Siem Reap is a wonderfully laid-back town, a reminder of how life was in millennia gone by. We met visitors who came and could never leave. The people are really friendly, much more so than the Thais, probably because alongside their niceness they are also quite shy and laugh embarrassingly. In fact we learnt that anger is not an emotion that they recognize and if someone shouts, they laugh, not to mock but in confusion. Strange for a people so abused by Commie lords in the seventies. The Siem Reap river flows through the town and one must definitely try out the local day and night market. Like most SE Asian towns, these are at different places. Then there’s the overpriced National Museum with entry tickets of $9 each and the Foreign Correspondents Club if you are missing European style, which we clearly weren’t. Finally, you could give the local Body massage a try – again a trade, which like in Bangkok, if almost always carried out by women. Funnily, we saw one tuk-tuk on the back of which was a poster saying ‘Body massage for men BY men. Free pick up from your hotels and free drop-offs’. Amita, who had warned me against any kind of massage, giggled and said she wouldn’t have any problems if I used the all-male one!
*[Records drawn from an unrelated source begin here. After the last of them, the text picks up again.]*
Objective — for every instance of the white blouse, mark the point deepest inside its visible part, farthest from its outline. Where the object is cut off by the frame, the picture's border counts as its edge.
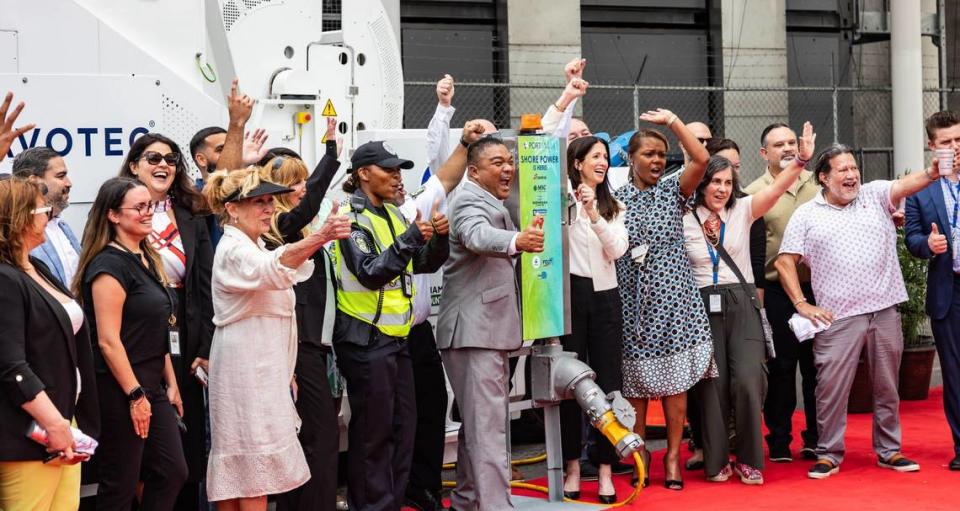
(594, 247)
(736, 240)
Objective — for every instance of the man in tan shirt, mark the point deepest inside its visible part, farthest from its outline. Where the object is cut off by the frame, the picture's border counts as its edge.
(778, 148)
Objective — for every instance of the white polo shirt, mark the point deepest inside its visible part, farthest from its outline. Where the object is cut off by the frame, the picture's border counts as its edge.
(851, 251)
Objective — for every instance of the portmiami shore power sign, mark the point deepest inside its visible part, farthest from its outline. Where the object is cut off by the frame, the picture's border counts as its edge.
(542, 275)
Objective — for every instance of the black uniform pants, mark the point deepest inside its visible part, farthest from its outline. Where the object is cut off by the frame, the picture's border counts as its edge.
(125, 458)
(383, 415)
(597, 339)
(319, 434)
(781, 400)
(431, 397)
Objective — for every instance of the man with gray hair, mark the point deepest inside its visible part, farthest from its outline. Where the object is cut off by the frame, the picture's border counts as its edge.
(857, 294)
(61, 249)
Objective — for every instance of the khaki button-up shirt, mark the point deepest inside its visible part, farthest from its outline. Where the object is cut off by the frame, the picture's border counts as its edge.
(804, 189)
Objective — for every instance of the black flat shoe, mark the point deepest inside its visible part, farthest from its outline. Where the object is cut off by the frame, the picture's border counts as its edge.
(672, 484)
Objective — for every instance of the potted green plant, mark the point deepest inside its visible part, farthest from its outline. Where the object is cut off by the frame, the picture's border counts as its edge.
(916, 367)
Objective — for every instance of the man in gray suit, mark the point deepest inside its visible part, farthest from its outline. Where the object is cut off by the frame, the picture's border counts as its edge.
(479, 322)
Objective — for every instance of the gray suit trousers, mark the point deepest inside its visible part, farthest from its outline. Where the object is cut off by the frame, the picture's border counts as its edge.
(836, 352)
(479, 378)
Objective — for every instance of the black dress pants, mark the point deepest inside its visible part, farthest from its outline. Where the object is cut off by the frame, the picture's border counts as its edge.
(781, 400)
(319, 434)
(597, 339)
(125, 458)
(383, 415)
(431, 397)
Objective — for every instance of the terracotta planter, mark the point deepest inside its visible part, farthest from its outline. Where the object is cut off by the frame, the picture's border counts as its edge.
(861, 394)
(916, 369)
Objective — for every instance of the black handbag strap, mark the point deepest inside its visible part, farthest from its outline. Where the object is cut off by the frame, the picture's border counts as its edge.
(725, 256)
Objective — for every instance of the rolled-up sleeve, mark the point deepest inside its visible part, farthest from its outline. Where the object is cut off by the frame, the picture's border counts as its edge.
(18, 381)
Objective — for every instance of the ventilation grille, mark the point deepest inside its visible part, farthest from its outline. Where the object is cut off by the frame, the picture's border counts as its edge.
(332, 15)
(179, 124)
(392, 73)
(233, 10)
There are multiple eating places and my word Khmer food is absolutely gorgeous. Very little frying, lots of fermented stuff, and freshly cooked stuff on char-coal fires. The advent of gas stove has been delayed and except for hotels, no one has seen a microwave. In fact when Taksh ordered a lasagna at our 4-star hotel, the embarrassed looking manager came out after quite a while and apologized ‘Sorry sir, no lasagna, our microwave is not working today’. Our Panasonic microwave works many times a day but has not let us down in nearly 12 years of service. Alright, Mr Manager!

Later in the afternoon we took a ride on an ox-cart through the countryside. That's right - ox-cart. Its something I'd never done before despite coming from India, from where this mode of transportation arrived in Cambodia, or Kambuj kingdom as ancient India called it. It was the French who turned this into Cambodge which was distorted to Campuchea and from it Cambodia, a name that arrived only about a couple of decades ago. Due to the Indian influence, unlike other south-eastern countries, there were two oxes (rather than a single beast of burden as is the Chinese way) being yoked to a cart with large wooden wheels. Whilst this stil is visible in parts of rural India, it was surprising to see it in Cambodia. The countryside is very similar to the Bengals with lots of ponds, ducks, fish, palm trees, thatched roofs and people who are washed and clean. The facial features of the poeple could be easily found in India's north-east particularly in the state of Assam. In fact our guide Sukun said that the Khmer believe that they are the original inhabitants of an Indian state called 'Khameru'. Having established that we were Indians albeit travelling from England, he asked us if there was such a state in India. The word 'Kamrup' (ancient name for Assam) immediately sprang to mind and its quite possible that Kamrup has become distorted to Kamr and further into Khmer.
Kamrup lay just north-west of Kausambhi, ancient name for Burma.